Stratbase Albert del Rosario (ADRi) President Prof. Dindo Manhit, in his statement during the recent virtual international conference marking the fifth anniversary of the 2016 arbitral ruling said, “The rising tensions in the West Philippines Sea have become more than just an issue of conflicting territorial claims.”
“The security challenges brought by China’s aggressive behavior in the region will seriously impact the future of the Philippines and other states in the Indo-Pacific.”
He added: “On the fifth anniversary of the 2016 arbitral ruling, the Philippines should be reminded of its commitment to the preservation of a rules-based international order, especially in conducting its affairs in the West Philippine Sea.”

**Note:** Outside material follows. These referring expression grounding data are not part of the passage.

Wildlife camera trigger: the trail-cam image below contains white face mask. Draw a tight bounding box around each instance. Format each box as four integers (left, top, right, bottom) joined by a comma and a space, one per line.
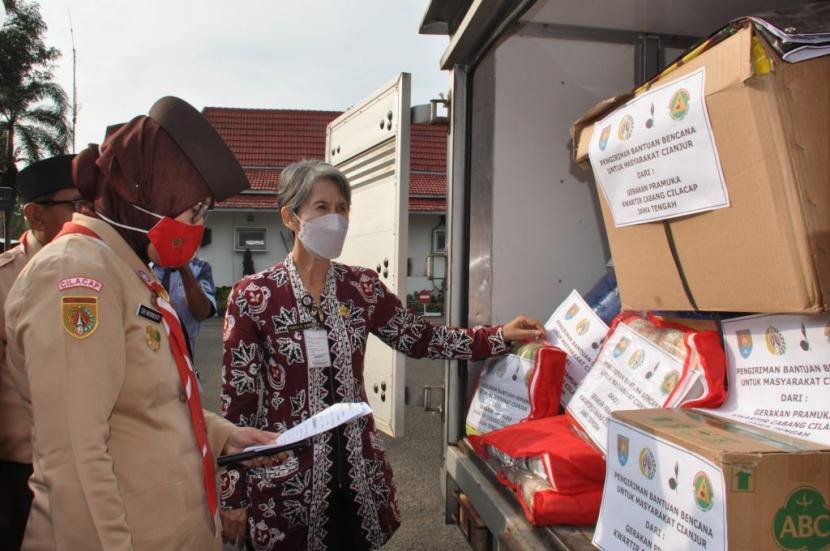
296, 212, 349, 259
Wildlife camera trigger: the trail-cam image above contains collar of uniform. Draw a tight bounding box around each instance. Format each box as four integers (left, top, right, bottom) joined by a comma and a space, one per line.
68, 213, 154, 277
22, 231, 43, 258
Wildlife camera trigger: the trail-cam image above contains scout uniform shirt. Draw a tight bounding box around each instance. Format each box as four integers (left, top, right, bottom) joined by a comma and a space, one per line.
4, 213, 235, 551
0, 233, 42, 464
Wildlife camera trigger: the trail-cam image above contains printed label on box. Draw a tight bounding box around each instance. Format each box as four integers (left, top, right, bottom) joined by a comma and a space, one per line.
705, 313, 830, 448
588, 67, 729, 227
544, 289, 609, 406
594, 418, 728, 551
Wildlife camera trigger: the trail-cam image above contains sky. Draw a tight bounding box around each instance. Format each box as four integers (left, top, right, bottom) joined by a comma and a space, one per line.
36, 1, 449, 151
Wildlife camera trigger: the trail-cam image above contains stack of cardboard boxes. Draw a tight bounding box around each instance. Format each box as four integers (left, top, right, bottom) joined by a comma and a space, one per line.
571, 16, 830, 551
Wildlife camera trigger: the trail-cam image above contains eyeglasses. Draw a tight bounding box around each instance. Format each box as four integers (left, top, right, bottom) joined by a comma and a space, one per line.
34, 198, 94, 213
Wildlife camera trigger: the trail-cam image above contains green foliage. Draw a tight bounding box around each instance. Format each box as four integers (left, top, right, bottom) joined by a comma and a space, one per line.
1, 1, 70, 170
0, 1, 69, 248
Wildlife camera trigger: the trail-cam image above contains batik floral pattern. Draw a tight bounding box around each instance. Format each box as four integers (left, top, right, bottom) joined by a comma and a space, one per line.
220, 256, 507, 549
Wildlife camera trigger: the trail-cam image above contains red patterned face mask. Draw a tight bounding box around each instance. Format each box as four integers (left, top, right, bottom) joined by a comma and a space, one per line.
98, 205, 205, 267
146, 215, 205, 268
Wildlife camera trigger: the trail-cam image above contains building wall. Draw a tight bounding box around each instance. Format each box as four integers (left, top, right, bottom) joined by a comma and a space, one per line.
200, 210, 291, 288
407, 213, 446, 297
201, 210, 445, 297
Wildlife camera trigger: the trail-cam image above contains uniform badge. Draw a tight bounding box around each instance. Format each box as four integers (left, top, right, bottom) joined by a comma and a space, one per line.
61, 296, 99, 339
137, 304, 163, 323
57, 276, 103, 293
146, 324, 161, 351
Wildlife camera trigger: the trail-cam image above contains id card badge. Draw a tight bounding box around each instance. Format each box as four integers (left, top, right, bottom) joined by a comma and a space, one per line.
304, 329, 332, 368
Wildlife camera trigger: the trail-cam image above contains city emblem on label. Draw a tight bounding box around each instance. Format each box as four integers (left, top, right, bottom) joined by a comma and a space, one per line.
575, 318, 590, 336
617, 114, 634, 141
598, 125, 612, 151
617, 434, 630, 466
613, 337, 631, 358
661, 370, 680, 395
628, 349, 645, 370
736, 329, 753, 359
639, 447, 656, 480
772, 486, 830, 551
565, 303, 579, 320
693, 471, 714, 512
61, 296, 99, 339
765, 326, 787, 356
669, 88, 691, 121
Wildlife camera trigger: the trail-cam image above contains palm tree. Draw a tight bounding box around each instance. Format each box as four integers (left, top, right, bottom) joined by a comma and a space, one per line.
1, 80, 70, 166
0, 2, 70, 248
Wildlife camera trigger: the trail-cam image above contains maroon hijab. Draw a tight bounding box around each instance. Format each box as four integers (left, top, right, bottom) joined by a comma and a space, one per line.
73, 115, 211, 262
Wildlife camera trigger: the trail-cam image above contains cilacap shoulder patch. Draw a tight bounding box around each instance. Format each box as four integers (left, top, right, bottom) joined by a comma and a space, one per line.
61, 296, 99, 339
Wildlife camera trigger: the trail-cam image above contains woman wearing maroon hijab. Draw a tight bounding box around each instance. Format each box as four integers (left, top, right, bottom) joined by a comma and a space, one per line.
4, 97, 278, 550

Former Australian Foreign Minister Julie Bishop said, “Like many nations, Australia has experienced good times and more difficult times in our relationship with China. We’re going through a difficult challenge at the moment. It has become more challenging since China has adopted a more assertive stance particularly in foreign policy.”
“It remains vital for the P5 including China to support the rules-based international order as it remains our best hope of avoiding a repeat of the tragic global wars of past eras.”
“Australia, like the Philippines, is a military ally of the United States. And the US cause remains the pre-eminent military power globally. Thus, we have the responsibility to maintain capability to ensure that we can meet any treaty obligations in hope of course that no conflict breaks out between nation-states,” Bishop added.
Former Foreign Secretary of India Lalit Mansingh, for his part, said, “The Indo-Pacific region is facing a challenge from an aggressive and hegemonic China. A country that questions the very idea of the international order based on respect for territorial integrity, sovereignty, the rule of law, and freedom of access to global economies.”
“I believe that while ASEAN’s rule will be indispensable for reaching the security challenges of the region, it can no longer be seen as the security provider. ASEAN therefore needs to look at initiatives like the ‘Quad’ with an open mind. The Quad which shares its values system with ASEAN will certainly welcome ASEAN dialogues on even limited issue-based cooperation with leading powers like Indonesia, Vietnam, Malaysia, and the Philippines,” Mansingh said.
Former Foreign Affairs Vice Minister and President of the Japan Institute of International Affairs Kenichiro Sasae, in his statement, said, “The rules-based international order is facing enormous problems in these maritime areas. It is therefore all the more important to uphold the rule of law and the use of peaceful means, and to reject the use of force in pursuing the settlement of maritime disputes.”
Sasae said: “The arbitration approach pursued by the Philippines, an important member of ASEAN, is based on the rule of law and in accordance with the internationally established procedures.
“This approach resonates with the directions of FOIP (Free and Open Indo-Pacific), they award a final and legally binding on the disputing parties in accordance with the provisions of the UNCLOS and the parties must comply with it. I strongly hope that this outcome will lead to the peaceful resolution of the dispute in the South China Sea,” Sasae added.
Former US Ambassador to the Philippines Harry Thomas Jr. said, “We want to see alternative supply chains or export to, not only the United States, but throughout ASEAN, and we want to see the excellent use of military assets and maintenance and training which is very important.
“If we see those, we can work together. We don’t want a war, we don’t want a trade war, or a kinetic war. But we don’t want to be subject to a country,” Thomas said.